Yargıtay 17. Hukuk Dairesi 2014/2991 Esas 2016/3078 Karar Sayılı İlamı

Abaküs Yazılım
17. Hukuk Dairesi
Esas No: 2014/2991
Karar No: 2016/3078
Karar Tarihi: 10.03.2016

Yargıtay 17. Hukuk Dairesi 2014/2991 Esas 2016/3078 Karar Sayılı İlamı

17. Hukuk Dairesi         2014/2991 E.  ,  2016/3078 K.

    "İçtihat Metni"


    MAHKEMESİ :Sulh Hukuk Mahkemesi

    Taraflar arasındaki tazminat davasının yapılan yargılaması sonunda; kararda yazılı nedenlerden dolayı mahkemenin görevsizliği nedeniyle davanın usulden reddine dair verilen hükmün süresi içinde davacı vekili ve davalı vekili tarafından temyiz edilmesi üzerine dosya incelendi, gereği düşünüldü:

    -K A R A R-

    Davacı vekili; müvekkiline işyeri sigorta poliçesiyle sigortalı olan işyerinde, davalıya ait üst kattaki dairenin su borusunun patlaması nedeniyle hasar meydana geldiğini, hasar nedeniyle sigortalıya hasar ödemesi yapıldığını belirterek fazlaya ilişkin hakları saklı kalmak kaydıyla 11.663,09 TL’nin 02.03.2009 tarihinden itibaren işleyecek faiziyle birlikte davalıdan tahsilini talep etmiştir.
    Davalı vekili; mahkemenin görevli ve yetkili olmadığını belirterek davanın reddini talep etmiştir.
    Mahkemece; iddia, savunma, toplanan delillere ve benimsenen bilirkişi raporuna göre; asliye hukuk mahkemesinin görevli olduğu gerekçesiyle davanın dava şartı yokluğundan usulden reddine verilmiş; hüküm, davacı vekili ve davalı vekili tarafından temyiz edilmiştir.
    1-Dava işyeri sigorta sözleşmesinden kaynaklanan rücuen tazminat istemine ilişkindir.
    Davacı ... şirketi bu davayı sigortalısının halefi olarak açtığına göre, görevli mahkemenin tayininde sigortalı ile davalı arasındaki ilişkinin hukuki mahiyeti nazara alınır.
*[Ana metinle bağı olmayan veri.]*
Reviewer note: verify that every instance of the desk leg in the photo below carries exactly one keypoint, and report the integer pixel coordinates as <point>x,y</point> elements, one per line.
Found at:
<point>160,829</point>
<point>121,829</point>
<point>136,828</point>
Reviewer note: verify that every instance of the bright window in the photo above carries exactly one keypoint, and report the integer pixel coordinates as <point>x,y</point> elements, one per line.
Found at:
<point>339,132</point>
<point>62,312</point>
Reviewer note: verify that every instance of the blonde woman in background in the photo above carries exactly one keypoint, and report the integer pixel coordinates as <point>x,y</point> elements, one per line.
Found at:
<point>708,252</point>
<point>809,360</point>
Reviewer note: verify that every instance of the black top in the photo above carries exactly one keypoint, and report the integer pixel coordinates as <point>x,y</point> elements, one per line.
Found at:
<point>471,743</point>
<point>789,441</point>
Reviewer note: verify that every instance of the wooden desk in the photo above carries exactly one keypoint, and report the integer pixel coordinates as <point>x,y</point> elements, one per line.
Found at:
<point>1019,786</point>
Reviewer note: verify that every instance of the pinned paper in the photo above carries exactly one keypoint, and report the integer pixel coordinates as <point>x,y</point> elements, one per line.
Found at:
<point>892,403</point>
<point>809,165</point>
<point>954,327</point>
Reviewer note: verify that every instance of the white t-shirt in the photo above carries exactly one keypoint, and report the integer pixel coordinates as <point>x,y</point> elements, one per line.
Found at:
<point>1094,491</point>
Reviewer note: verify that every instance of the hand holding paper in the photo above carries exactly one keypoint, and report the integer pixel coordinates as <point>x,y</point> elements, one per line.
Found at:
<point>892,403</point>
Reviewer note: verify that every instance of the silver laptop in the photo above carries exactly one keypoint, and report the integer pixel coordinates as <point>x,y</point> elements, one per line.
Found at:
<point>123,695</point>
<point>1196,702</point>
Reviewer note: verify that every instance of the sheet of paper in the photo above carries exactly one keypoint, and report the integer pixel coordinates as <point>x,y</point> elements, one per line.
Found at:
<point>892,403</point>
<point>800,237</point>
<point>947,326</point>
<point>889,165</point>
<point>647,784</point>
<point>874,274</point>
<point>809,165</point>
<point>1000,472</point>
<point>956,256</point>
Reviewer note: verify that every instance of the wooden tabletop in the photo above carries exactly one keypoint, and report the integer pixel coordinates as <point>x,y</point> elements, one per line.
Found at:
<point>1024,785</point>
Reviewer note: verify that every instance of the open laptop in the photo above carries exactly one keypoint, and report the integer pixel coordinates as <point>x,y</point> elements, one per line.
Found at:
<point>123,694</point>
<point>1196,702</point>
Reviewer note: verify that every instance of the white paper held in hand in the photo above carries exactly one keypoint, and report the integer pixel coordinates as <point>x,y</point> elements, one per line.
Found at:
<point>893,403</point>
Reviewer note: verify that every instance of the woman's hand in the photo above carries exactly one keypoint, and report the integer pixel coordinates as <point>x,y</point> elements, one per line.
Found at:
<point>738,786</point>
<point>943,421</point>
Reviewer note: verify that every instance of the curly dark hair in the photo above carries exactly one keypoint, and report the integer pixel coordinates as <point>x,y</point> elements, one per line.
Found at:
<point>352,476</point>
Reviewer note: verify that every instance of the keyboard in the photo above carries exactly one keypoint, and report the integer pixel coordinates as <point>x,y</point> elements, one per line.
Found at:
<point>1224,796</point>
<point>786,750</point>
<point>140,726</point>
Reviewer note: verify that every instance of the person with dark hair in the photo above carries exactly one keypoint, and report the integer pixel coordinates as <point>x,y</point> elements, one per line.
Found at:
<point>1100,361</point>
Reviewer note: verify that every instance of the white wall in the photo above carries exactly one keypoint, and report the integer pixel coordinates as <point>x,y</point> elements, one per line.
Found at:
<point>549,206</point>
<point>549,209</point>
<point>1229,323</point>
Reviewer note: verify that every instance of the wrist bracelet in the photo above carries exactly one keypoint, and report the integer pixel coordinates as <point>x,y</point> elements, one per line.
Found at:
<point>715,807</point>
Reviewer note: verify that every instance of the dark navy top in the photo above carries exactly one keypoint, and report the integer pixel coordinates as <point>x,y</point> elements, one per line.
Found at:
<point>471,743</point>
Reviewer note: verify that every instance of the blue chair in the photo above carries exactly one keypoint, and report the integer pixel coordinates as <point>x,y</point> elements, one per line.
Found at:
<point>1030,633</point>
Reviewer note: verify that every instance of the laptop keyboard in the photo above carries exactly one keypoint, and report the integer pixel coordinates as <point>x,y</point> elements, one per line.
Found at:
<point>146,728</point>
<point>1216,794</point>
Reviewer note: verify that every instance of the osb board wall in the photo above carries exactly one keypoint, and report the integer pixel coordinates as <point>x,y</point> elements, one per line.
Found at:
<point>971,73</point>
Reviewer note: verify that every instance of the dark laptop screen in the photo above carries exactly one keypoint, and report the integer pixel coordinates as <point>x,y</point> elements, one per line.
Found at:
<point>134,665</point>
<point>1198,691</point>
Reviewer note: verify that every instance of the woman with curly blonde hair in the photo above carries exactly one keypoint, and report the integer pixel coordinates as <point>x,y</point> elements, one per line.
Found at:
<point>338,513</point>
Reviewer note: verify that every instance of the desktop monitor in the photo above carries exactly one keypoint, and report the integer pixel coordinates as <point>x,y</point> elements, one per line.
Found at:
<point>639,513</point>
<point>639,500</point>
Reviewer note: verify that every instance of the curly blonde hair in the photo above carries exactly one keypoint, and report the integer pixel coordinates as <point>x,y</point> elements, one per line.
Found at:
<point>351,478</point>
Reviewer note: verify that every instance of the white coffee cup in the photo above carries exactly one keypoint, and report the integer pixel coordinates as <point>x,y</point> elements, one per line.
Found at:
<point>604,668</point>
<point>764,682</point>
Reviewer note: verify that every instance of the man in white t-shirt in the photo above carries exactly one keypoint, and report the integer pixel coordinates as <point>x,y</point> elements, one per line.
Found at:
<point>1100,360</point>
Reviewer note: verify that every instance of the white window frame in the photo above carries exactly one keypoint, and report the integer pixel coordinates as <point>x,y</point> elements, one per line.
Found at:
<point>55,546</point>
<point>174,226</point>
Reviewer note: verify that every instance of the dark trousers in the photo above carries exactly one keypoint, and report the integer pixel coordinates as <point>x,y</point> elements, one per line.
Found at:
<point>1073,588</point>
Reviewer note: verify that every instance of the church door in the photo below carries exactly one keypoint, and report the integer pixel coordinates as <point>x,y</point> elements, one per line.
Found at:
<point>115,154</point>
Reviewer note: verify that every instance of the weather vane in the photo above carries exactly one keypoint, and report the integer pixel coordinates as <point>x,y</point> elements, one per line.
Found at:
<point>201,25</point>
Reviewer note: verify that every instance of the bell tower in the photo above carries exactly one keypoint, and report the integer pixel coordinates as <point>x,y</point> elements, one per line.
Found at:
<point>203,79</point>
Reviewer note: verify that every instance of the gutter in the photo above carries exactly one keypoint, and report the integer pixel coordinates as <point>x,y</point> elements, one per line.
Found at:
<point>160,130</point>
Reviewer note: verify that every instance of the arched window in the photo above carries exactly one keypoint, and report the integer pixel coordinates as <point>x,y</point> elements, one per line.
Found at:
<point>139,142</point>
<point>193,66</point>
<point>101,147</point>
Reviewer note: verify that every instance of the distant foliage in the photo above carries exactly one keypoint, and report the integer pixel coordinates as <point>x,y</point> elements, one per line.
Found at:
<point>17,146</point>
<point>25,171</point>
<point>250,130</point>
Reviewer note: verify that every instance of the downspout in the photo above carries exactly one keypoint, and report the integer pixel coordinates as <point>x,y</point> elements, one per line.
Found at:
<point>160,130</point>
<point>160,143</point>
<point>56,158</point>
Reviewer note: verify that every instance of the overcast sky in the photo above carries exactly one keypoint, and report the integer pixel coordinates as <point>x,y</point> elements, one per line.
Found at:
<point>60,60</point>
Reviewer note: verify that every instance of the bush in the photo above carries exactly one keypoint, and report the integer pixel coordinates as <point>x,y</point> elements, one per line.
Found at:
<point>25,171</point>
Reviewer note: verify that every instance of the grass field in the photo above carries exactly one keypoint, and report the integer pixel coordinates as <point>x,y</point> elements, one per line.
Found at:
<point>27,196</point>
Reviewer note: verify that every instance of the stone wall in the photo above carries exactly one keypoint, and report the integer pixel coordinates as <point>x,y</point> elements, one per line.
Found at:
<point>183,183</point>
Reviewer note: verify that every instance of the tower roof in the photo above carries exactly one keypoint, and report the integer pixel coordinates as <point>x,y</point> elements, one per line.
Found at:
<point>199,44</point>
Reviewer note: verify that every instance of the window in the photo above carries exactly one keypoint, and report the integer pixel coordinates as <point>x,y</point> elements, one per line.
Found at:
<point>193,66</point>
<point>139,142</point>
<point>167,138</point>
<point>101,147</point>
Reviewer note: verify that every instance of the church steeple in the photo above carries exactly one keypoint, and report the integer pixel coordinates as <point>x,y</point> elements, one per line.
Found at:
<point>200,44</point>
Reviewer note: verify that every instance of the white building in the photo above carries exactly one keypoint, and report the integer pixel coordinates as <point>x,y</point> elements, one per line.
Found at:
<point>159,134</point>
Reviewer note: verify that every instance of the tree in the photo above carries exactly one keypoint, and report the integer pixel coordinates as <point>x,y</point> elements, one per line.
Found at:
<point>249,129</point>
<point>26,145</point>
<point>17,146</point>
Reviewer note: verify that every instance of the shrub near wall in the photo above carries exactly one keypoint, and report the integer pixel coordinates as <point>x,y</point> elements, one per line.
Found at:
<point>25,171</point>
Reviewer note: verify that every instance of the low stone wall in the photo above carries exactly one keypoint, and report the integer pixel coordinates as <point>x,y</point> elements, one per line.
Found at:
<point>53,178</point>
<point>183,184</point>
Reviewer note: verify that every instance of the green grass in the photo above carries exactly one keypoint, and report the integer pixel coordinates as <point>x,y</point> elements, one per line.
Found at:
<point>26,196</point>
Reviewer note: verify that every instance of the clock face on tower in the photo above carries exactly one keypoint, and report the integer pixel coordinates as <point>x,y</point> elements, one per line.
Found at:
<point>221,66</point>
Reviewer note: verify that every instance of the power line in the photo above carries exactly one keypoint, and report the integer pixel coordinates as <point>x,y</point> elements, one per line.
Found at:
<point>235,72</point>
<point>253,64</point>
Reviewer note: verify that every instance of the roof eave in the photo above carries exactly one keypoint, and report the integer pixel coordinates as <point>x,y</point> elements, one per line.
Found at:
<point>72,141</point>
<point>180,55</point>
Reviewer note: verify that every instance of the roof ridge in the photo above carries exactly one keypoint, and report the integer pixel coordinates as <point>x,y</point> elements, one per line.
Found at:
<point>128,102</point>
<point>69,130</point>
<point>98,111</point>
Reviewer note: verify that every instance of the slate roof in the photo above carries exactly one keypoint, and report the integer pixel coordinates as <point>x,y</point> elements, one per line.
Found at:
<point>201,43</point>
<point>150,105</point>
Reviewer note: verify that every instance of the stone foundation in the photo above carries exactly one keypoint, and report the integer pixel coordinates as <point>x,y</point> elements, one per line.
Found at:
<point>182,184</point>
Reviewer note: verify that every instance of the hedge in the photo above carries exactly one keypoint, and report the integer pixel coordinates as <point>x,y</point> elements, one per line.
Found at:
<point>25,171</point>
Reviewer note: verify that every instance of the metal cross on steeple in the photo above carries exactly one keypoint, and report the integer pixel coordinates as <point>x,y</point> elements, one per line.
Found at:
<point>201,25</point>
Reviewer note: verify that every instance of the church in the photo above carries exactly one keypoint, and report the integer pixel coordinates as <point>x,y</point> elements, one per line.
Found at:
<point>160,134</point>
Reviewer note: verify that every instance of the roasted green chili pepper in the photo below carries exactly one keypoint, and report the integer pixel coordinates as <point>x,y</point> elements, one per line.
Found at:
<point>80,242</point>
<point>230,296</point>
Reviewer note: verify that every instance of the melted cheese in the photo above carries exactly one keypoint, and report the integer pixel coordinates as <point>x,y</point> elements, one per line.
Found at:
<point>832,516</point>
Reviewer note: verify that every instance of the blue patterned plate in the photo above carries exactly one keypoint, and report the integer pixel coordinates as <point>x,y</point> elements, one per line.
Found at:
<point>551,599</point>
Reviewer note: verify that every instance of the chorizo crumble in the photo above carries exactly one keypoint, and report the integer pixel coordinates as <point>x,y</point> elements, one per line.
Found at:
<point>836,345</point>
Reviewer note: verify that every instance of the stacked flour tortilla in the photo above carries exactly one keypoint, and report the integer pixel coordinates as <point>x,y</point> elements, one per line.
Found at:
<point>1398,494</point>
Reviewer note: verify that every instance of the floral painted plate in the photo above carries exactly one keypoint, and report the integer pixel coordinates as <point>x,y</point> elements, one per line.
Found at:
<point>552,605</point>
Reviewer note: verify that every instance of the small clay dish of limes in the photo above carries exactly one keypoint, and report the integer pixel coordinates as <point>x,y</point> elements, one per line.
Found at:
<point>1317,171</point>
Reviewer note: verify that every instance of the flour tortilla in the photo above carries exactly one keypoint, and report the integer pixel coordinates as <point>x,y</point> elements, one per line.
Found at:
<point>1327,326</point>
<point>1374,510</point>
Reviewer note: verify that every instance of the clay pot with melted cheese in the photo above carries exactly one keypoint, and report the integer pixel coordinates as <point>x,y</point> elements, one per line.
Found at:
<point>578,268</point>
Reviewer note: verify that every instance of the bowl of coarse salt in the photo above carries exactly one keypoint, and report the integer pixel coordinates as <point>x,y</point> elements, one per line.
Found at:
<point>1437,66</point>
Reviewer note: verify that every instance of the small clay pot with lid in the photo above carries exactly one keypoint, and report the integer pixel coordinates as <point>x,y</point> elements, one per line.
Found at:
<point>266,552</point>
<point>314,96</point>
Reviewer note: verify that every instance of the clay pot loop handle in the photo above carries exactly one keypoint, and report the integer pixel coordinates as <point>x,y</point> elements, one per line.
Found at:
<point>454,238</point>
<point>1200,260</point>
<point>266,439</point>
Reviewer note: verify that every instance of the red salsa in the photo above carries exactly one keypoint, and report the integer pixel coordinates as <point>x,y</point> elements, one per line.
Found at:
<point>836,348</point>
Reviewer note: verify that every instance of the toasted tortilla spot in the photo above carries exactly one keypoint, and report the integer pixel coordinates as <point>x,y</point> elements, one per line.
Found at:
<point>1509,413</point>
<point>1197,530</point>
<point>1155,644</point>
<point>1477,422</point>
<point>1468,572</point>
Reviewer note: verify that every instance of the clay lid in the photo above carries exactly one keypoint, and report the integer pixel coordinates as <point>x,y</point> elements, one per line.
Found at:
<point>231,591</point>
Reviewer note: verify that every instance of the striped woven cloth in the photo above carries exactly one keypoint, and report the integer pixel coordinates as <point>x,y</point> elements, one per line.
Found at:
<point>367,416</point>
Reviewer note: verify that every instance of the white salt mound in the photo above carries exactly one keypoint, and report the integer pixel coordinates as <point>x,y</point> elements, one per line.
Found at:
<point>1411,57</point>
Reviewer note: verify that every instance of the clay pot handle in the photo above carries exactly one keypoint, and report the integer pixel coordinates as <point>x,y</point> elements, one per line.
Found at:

Yargıtay İçtihadı Birleştirme Genel Kurulu"nun 22.03.1944 tarihli 37 Esas ve 9 sayılı kararında bu husus “sigortacının sorumlu kişi aleyhine açacağı dava sigorta poliçesinden doğan bir dava değildir. Bu nedenle, halefiyet davası bir ticari dava sayılamaz. Bu dava, aynen sigortalı kimsenin sorumlu kişiye karşı açmış olduğu bir dava gibidir. Sigortalının muhtelif mahkemelerde dava açma hakkı varsa aynı hak sigortacının halefiyet hakkına dayanan rücu davası için de söz konusudur” şeklinde vurgulanmaktadır.
    Dava; kat mülkiyeti kurulmuş olan ana taşınmazda davalıya ait üst kattaki bağımsız bölümden akan suların sigortalı işyerine sızması sonucu meydana gelen hasar nedeniyle sigortacı tarafından ödenen hasar bedelinin davalıdan tahsili istemine ilişkindir.
    634 sayılı Kat Mülkiyeti Kanunu"nun 19. maddesinde her kat malikinin ana gayrimenkule ve diğer bağımsız bölümlere, kusuru ile verdiği zarardan dolayı diğer kat maliklerine karşı sorumlu olduğu hüküm altına alınmıştır. Aynı kanunun Ek 1. maddesinde kat mülkiyetinden kaynaklanan her türlü uyuşmazlığın değerine bakılmaksızın sulh hukuk mahkemesinde çözümleneceği öngörülmüş olmakla, uyuşmazlığın sulh hukuk mahkemesinde çözümlenmesi gerekmektedir.
    Bu nedenle mahkemece işin esasına girilerek sonucuna göre bir verilmesi gerekirken yazılı şekilde görevsizlik kararı verilmesi doğru görülmemiştir.
    2-Her ne kadar davalı vekilinin 19.11.2013 havale tarihli temyize cevap dilekçesinde kararın bozularak yargı yerinin belirlenmesi talep edilmiş ise de; 6100 sayılı HMK"nun geçici 3/2. maddesi delaletiyle 1086 sayılı HUMK"nun 434/3. maddesinde belirtilen gerekli temyiz harç ve giderlerin yatırıldığına dair herhangi bir makbuz sunulmamıştır. Bu nedenle davalı vekili tarafından gerekli harç ve giderler yatırılmayıp usulüne göre temyiz başvurusunda bulunulmadığından davalı vekilinin temyiz dilekçesinin reddine verilmesi gerekmiştir.
    SONUÇ: Yukarıda (1) numaralı bentte açıklanan nedenlerle davacı vekilinin temyiz itirazlarının kabulü ile hükmün BOZULMASINA, (2) numaralı bentte açıklanan nedenle davalı vekilinin temyiz dilekçesinin REDDİNE, peşin alınan harcın istek halinde temyiz eden davacı ve davalıya geri verilmesine 10.03.2016 gününde oybirliğiyle verildi.